Most people who aspire to be a college or university president would never admit it. I did.
I am still the only person I know who publicly stated he wanted to be a college president. Perhaps that desire is thought to be gauche in the academy; perhaps it is because most presidents still work their way through the academic ranks and secure positions some really do not understand.
Quite frankly, when I became a college president, I thought I was one of the first of what would be a new breed of president. In my mind, the time had come for presidents whose range of experiences outside of academia would serve the president well. I was wrong -- not about the import of those experiences, but about the fact a new breed of president would come of age at the end of the twentieth century. To be sure, we have had more businessmen and lawyers than before -- just not as many as I anticipated (and even many of those came from business and law school faculty).
Presidential search committees are usually dominated -- in philosophy, if not in numbers -- by faculty. Since most faculty members want "one of their own" at the helm of their institution, nontraditional candidates all too rarely attain the position. Unfortunately and paradoxically, faculty do not seem to understand that, once they get their wish and have a (former) member of the faculty installed as president, they will no longer think of the faculty member-turned-administrator as being one of their own.
I believe, especially in this day and age, that being a former member of the faculty should not be a sine qua non for a presidency. Any legitimate candidate for a presidency clearly needs to understand academia; however, the candidate has to understand the presidency, too.
During my years on the job, I was surprised by the number of colleagues who, having risen through the academic ranks, seemed to have little understanding of the position they held. I soon came to understand why. They had been wonderful in the classroom and in dealing with fellow members of the professoriate; they had been excellent deans or vice presidents; they had seen the "perks" that went with the presidency; and they had decided the next logical step career-wise for them was the presidency.
Logical? Yes. Wrong? Yes -- for many, if not most, of them. The modern-day college presidency requires people who, with the proper staff, can deal -- and who want to deal -- with the complex array of issues most campuses face. Yet many presidents do not seem to want to tackle or focus on some of their major responsibilities.

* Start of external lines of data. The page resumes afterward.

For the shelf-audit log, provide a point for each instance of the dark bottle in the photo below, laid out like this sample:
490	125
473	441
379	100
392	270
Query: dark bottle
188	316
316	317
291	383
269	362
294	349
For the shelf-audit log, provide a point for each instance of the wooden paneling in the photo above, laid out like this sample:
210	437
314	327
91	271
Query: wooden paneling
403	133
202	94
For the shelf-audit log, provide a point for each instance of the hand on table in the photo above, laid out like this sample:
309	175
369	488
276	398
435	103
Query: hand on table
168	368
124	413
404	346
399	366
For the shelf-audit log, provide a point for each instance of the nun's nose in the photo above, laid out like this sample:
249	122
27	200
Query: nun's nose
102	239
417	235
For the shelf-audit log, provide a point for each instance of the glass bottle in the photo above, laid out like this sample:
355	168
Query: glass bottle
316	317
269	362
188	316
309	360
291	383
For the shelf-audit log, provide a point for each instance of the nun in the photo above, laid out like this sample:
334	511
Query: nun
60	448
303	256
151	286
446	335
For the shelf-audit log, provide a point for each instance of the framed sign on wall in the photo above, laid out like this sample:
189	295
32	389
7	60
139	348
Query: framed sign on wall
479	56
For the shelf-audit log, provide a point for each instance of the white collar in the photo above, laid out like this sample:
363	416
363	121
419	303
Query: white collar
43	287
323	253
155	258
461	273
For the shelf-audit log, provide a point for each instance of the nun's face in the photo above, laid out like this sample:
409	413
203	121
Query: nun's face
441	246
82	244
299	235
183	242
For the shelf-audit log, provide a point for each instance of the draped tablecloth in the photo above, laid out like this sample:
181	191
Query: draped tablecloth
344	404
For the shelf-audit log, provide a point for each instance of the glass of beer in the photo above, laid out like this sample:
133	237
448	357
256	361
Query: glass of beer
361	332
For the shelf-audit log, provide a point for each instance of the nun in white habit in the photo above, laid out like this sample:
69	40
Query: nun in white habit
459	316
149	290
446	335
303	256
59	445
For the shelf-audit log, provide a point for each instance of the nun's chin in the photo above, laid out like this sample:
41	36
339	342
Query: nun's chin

Spending roughly 50 percent of one's time worrying about finances (budgets and fund-raising) is not what most presidents who have come from the faculty ranks seek to do. By the way, the "50 percent" figure is from the era preceding the market meltdown. Today, the percentage is much higher -- and it will be for the foreseeable future.
The benefits that come with the presidency should not encourage you to do something you are neither good at nor want to do. I was lucky. Not only did I set out to be a president, but I found fundraising to be a joy, not a burden. A stint as a development vice president taught me I liked asking for money.
Parenthetically, choose your predecessor carefully. No, I am not being facetious. If you follow a successful president, you will have a more difficult job than would be the case if your predecessor's run was undistinguished. Ideally, too, you are better off if your personality and your approach to the job are very different from the person you follow. Even if neither of these conditions exists, you can still (and you undoubtedly will) take the job if offered; however, you should do so with the recognition that your challenge will be greater.
So, before a presidency is taken or offered, due diligence on the part of both you and the board is essential. Otherwise, neither will be happy. You may both get what you wish for, and then wish you had not.